En el campo económico, la centralización se tradujo en industrialización urbana
y en el manejo planificado y guiado desde el Estado del proceso de sustitución
de importaciones (indiferenciación política-economía) (Véase Mascareño, 2001).
Así, el
desarrollo se transformó en una evolución controlada jerárquicamente desde un
sistema funcional situado en la cúspide de la sociedad: el sistema político.

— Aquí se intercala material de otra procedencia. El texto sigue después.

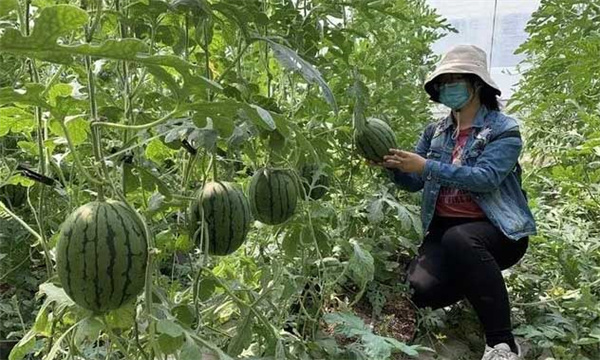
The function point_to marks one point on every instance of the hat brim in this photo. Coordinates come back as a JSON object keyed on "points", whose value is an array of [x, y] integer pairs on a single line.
{"points": [[457, 68]]}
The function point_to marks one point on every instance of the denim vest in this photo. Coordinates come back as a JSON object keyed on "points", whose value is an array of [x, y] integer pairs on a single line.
{"points": [[489, 171]]}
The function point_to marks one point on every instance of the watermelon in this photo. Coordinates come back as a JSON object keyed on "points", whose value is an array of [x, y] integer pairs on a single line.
{"points": [[13, 195], [273, 195], [227, 217], [101, 255], [374, 139], [319, 184]]}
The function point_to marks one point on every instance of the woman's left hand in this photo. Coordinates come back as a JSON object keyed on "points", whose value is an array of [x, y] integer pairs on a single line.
{"points": [[404, 161]]}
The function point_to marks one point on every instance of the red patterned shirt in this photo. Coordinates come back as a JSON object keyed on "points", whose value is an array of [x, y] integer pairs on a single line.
{"points": [[454, 202]]}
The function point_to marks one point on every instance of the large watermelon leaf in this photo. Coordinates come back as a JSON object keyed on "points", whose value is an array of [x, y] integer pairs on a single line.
{"points": [[58, 21], [293, 62]]}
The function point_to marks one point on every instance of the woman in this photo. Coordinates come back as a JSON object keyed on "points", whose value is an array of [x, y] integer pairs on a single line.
{"points": [[475, 214]]}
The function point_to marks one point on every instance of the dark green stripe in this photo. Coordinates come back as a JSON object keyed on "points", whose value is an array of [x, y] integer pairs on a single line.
{"points": [[269, 179], [97, 277], [68, 237], [83, 256], [226, 222], [129, 256], [210, 218]]}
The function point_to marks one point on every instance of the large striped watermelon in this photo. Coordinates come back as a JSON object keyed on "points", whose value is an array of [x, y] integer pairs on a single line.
{"points": [[273, 195], [374, 139], [101, 255], [227, 217]]}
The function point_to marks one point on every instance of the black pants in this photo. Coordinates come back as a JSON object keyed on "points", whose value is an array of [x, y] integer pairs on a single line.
{"points": [[460, 258]]}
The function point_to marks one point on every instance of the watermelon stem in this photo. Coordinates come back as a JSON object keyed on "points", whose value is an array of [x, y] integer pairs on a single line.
{"points": [[213, 163], [113, 337], [76, 158]]}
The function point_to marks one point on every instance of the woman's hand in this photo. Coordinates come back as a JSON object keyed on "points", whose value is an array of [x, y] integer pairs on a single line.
{"points": [[404, 161]]}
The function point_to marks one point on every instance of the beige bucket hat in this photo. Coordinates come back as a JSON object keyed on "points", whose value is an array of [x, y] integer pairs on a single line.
{"points": [[461, 59]]}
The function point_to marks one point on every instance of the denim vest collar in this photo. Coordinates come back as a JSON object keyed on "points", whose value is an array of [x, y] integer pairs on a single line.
{"points": [[477, 123]]}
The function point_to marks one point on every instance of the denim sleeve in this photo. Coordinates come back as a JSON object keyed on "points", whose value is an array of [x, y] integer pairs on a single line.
{"points": [[410, 181], [497, 160]]}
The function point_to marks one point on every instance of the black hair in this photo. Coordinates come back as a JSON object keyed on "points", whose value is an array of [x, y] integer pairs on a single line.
{"points": [[488, 96]]}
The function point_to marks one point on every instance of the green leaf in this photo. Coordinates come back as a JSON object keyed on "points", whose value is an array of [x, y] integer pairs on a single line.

Todo lo cual ha configurado una particular forma de ‘diferenciación/desdiferenciación’ que coexiste al interior de los órdenes
sociales de la región, generando definiciones homogéneas y abarcantes
que obstaculizan el despliegue y consolidación de la autonomía sistémica, toda
vez que los acoplamientos se transforman en procesos de desdiferenciación
que al ser reemplazados por sustitutos funcionales y fórmulas de autoentendimiento (relaciones clientelares, caudillismo),
dificultan el despliegue de la especialización de funciones y de la
operatividad democrática.
4. La ley se acata,
pero no se obedece
Siguiendo esta
perspectiva, en la actualidad, todavía algunos políticos y cientistas
sociales que confían en una supuesta racionalidad y previsibilidad de las
decisiones políticas, piensan que es plausible orientar la economía, la
educación, la ciencia y el derecho, en fin, el conjunto de la sociedad y del
mundo, a partir de las operaciones del sistema político y del Estado.[21]
Situación que se agrava, cuando no se torna crítica, por el bajo grado de
institucionalización de las expectativas (cognitivas-normativas) y por la
especial forma histórica de hacer política en el continente: el movimentismo[22] o caudillismo, donde todo el desarrollo y
consecución de objetivos político-sociales y económicos se ha dado a través de
la lucha de movimientos,
situación que
a menudo fue
interrumpida por la acción de golpes militares.[23]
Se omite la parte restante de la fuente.